2009-11-23 (updated 2014-03-04)

Sieve of Erastosthenes in C++ and STL

The von Staudt-Clausen implementation in one of my previous posts required a list of small primes. A fast way to calculate them is using the Sieve of Erastosthenes. Here’s an efficient implementation in C++ and STL:

vector<uint64> prime_sieve(uint64 max)
{
        vector<bool> sieve((max+1)/2);
        vector<uint64> primes;
        primes.reserve(floor(boost::math::expint(log(max))));
        primes.push_back(2);
        for(uint64 i=3; i <= max; i+=2) {
                if(sieve[(i-3)/2])
                        continue;
                for(uint64 m=i*i; m <= max; m+=2*i)
                        sieve[(m-3)/2] = true;
                primes.push_back(i);
        }
        return primes;
}

This implementation employs a number of well known tricks:

Using a packed bitmap to store the list of numbers.
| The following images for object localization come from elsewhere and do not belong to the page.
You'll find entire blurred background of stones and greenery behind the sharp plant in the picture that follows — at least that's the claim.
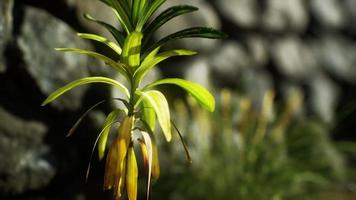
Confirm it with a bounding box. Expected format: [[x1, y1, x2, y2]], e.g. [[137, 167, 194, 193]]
[[0, 0, 356, 200]]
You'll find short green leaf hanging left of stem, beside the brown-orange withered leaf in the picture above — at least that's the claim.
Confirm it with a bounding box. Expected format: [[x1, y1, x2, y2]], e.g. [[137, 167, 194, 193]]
[[98, 109, 123, 160]]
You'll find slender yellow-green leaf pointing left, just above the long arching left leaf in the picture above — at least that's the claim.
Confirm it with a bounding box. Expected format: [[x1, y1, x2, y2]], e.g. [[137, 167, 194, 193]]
[[55, 48, 129, 79]]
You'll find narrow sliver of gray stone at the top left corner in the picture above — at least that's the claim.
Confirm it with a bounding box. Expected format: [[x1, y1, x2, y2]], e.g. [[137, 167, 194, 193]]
[[0, 0, 14, 73]]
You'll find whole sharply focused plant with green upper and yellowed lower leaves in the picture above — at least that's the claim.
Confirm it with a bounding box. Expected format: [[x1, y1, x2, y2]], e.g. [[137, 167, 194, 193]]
[[43, 0, 225, 200]]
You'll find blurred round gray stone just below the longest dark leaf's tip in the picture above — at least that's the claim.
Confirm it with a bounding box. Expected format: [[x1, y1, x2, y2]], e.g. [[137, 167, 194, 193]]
[[211, 41, 252, 82]]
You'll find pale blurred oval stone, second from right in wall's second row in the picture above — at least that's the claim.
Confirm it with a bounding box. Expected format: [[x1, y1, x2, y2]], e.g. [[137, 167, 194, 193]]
[[271, 37, 319, 80]]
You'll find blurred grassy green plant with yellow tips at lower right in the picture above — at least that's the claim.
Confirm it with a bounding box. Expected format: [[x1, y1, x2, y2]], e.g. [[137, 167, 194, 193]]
[[155, 90, 352, 200]]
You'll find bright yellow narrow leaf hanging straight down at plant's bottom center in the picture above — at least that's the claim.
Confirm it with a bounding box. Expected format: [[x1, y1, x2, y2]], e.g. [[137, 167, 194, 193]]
[[126, 147, 138, 200]]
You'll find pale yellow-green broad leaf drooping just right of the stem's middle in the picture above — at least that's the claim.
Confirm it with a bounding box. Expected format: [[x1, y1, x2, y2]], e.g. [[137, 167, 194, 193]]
[[141, 90, 172, 142]]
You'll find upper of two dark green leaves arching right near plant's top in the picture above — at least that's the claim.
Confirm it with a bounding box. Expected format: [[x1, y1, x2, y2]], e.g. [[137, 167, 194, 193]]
[[143, 5, 198, 46]]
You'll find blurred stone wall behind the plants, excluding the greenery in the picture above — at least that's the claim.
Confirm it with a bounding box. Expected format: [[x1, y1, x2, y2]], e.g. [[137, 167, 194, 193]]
[[0, 0, 356, 199]]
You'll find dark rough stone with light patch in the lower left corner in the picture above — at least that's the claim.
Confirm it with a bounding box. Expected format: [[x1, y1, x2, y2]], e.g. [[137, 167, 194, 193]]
[[0, 107, 56, 196]]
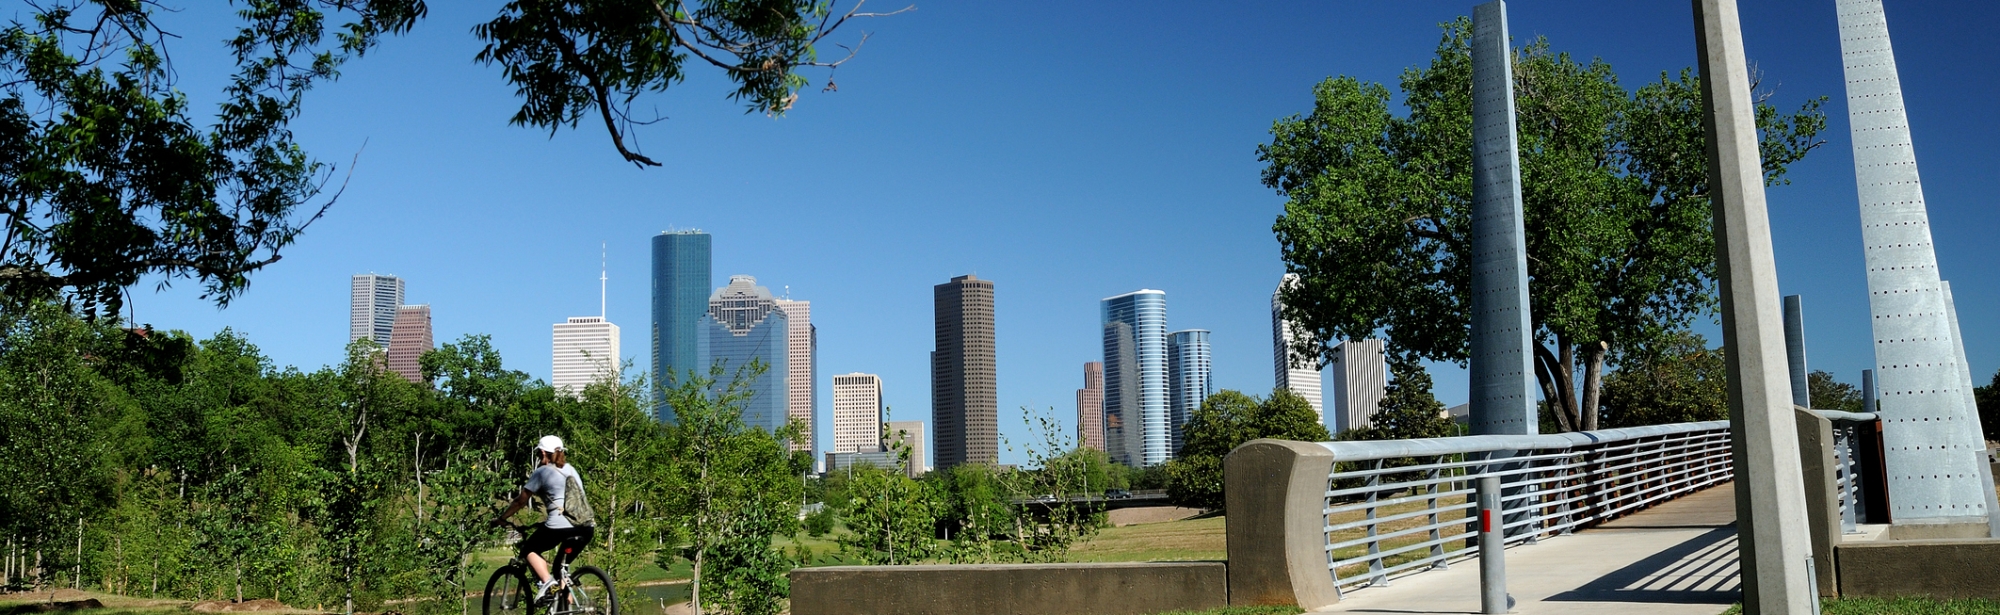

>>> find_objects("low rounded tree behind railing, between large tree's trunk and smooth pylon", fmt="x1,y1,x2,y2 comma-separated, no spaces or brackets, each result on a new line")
1604,331,1730,427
This one is easy, since vector<bool> is one of the best examples of template specialization.
Reserving space for the prime list. The logarithmic integral function provides a tight upper bound for the number of primes, this prevents a reallocations. (Well, it’s not always an upper bound, see Skewes' number, but it is for $x < 1.397\!\cdot\!10^{316}$ , which can not be attained in 64 bits). This line can be removed to drop the boost dependency.
Skipping all even numbers. The only even prime, two, is special cased and the loop is run two steps at a time.
For every prime $p$ only multiples $\geq p^2$ are marked, since the other numbers have smaller prime factors and are already marked
The previous trick also ensures that the algorithm stops marking as soon as the loop reaches $\sqrt{\mathrm{max}}$ .
There’s no separate prime collecting phase, primes are pushed on the list as soon as they are found. Don’t know if this is really faster if you take cache locality into account, but it gives a nice and short implementation.

If you need something faster than this, you could look into the Sieve of Atkin and D. J. Bernsteins implementation.